Use the Model Statistics component to generate performance statistics to solve two-class problems for all scenarios (HANA and non-HANA). Visualize and share results in a range of charts. Use the component with the Model Compare component to compare two or more models and discover the best one for a predictive problem.
Model Statistics is a component that calculates performance statistics on datasets that are generated by algorithms. It can do so for two algorithm types, classification and regression. In addition, you can configure the component to generate performance statistics for Train, Validate and Test datasets and selected KPIs.
The component works only with two-class problems. A two-class problem is a business problem with a binary outcome, which means that it classifies the elements of a given dataset into two groups by a classification rule.
One example is in churn modeling for a business with a subscription service. In such a case, the two-class problem is to identify subscribers who will stay with the service, and those who will leave.
Another example is fraud detection at a financial institution, where the two-class problem is to identify which transactions are fraudulent, and which are not.
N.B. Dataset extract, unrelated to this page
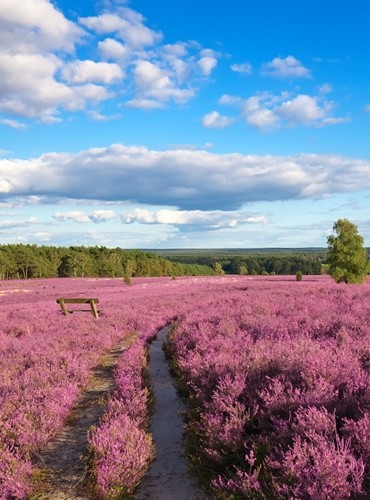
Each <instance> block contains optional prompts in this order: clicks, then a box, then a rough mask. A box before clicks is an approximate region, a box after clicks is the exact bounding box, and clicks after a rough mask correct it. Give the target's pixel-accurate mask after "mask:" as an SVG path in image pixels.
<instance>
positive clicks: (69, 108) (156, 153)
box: [0, 0, 370, 249]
You must ensure that the predictive quality (Ki) of the model is strong. For example, if the Ki is zero, it means that the model is not trained well and inspires no confidence, since it is equivalent essentially to a random model.
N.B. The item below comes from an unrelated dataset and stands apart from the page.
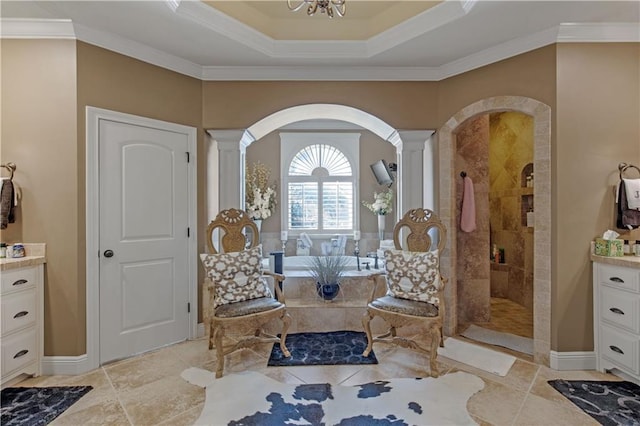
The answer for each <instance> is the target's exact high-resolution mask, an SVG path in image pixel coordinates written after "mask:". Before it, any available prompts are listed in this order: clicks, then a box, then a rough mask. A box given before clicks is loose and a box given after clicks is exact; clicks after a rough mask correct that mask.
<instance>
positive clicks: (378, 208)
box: [362, 189, 393, 215]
The Ki is directly linked to the amount of information available to predict the target. Therefore, you can improve the KI by increasing the number of useful variables in the model in the following ways:
You can generate and share charts for classification and regression algorithms in the Model Statistics component. The charts visualize the performance of Classification and Regression algorithms.
You can use the Model Statistics component with the Model Compare component to learn the best algorithm for your predictive problem. First the Model Statistics component calculates the performance statistics for either classification or regression algorithm types. After which, the Model Compare component compares the calculated performance statistics to pick the best algorithm of those run at execution.
Note that when you change configurations in the Model Statistics component, it affects the Model Compare component.
In rendering the charts when interacting with Model Compare, the Model Statistics component overlays the partitions atop each and displays different results per partition. The Model Compare component does the same because both components use the same data. Therefore, you should ensure that you configure the KPIs for both exactly the same.
When the Partition component is included before the Model Statistics component in an analysis chain, you receive the option to use three different partitions: Train, Test and Validate. If the Partition component is not included, the Model Statistics component displays a set of statistics and charts for the Train partition only.